Andrew Cuomo has been the governor of New York for more than a decade, and lately he's been raising money to run for a fourth term. Even if he had been living in a community of monks for all that time, this would be a terrible plan.
Really, you do not get better at this kind of office with long experience. You just get more and more former supporters who want you to go away so somebody else can have the job. Nobody should ever run for a fourth term. Nobody but FDR should run a third time.
But now the question is whether Cuomo should even finish out his current term, which goes through next year. On the one side, you have a damning 165-page report by state Attorney General Letitia James confirming some old allegations about the governor's grabbiness along with some shocking new ones. Fondling a state trooper's stomach, grabbing an assistant's buttocks during hugs, pressing his finger against the letters on a woman's T-shirt at a political event.

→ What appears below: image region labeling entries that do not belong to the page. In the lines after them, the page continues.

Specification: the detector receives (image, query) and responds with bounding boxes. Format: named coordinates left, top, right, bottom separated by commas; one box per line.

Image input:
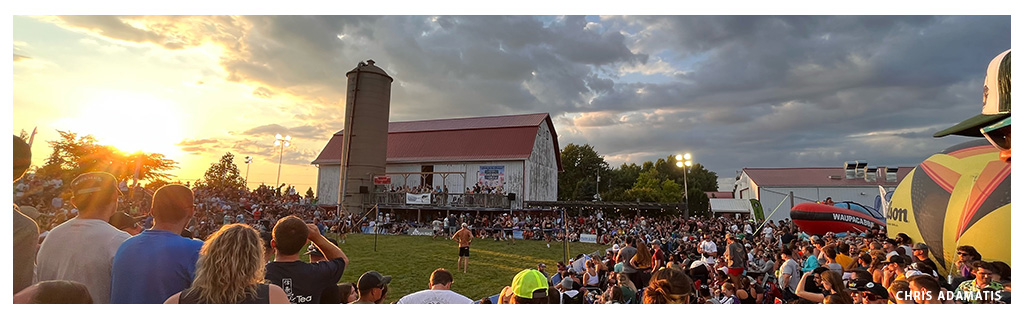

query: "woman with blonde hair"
left=643, top=268, right=693, bottom=304
left=583, top=259, right=601, bottom=288
left=615, top=273, right=637, bottom=304
left=630, top=239, right=654, bottom=287
left=164, top=224, right=289, bottom=304
left=797, top=271, right=853, bottom=304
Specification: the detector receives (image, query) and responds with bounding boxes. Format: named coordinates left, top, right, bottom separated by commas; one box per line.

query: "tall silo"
left=339, top=60, right=394, bottom=215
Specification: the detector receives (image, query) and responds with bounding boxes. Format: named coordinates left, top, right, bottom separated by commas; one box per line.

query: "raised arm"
left=306, top=224, right=348, bottom=265
left=797, top=272, right=825, bottom=304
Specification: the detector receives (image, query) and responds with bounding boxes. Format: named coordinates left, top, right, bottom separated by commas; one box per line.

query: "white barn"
left=733, top=162, right=913, bottom=221
left=312, top=113, right=561, bottom=210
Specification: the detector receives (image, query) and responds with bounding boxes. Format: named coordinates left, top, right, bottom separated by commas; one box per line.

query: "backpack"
left=764, top=281, right=782, bottom=304
left=561, top=291, right=584, bottom=305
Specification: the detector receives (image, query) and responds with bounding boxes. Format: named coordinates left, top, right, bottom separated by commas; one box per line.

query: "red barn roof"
left=312, top=113, right=562, bottom=171
left=705, top=191, right=733, bottom=198
left=743, top=167, right=913, bottom=187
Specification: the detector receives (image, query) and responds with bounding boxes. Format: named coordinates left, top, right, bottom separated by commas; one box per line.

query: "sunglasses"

Should he decamp, quick? Well, Cuomo lives in the governor's mansion full time. Doesn't appear to have any other house. If New Yorkers had been looking for signs that Andrew might not go quietly, there you have another one. A person under siege to vacate his official quarters will be much less responsive if he doesn't have anywhere else to go.
His private life seems to be a little — wanting. He's long divorced from Kerry Kennedy, the mother of his three daughters. His long-running girlfriend, Sandra Lee, left town two years ago.
He's buried under these sexual harassment charges and nobody is defending him. Well, virtually nobody. Rudy Giuliani says driving Cuomo out of office would be "unjust, dangerous and entirely un-American." People, do you think this is because:
A) Giuliani just wants to see Cuomo suffer through a long, painful impeachment.
B) Giuliani made the remark at a party after several tumblers of scotch.
C) Giuliani thinks it'll help his son Andrew's chances to be governor.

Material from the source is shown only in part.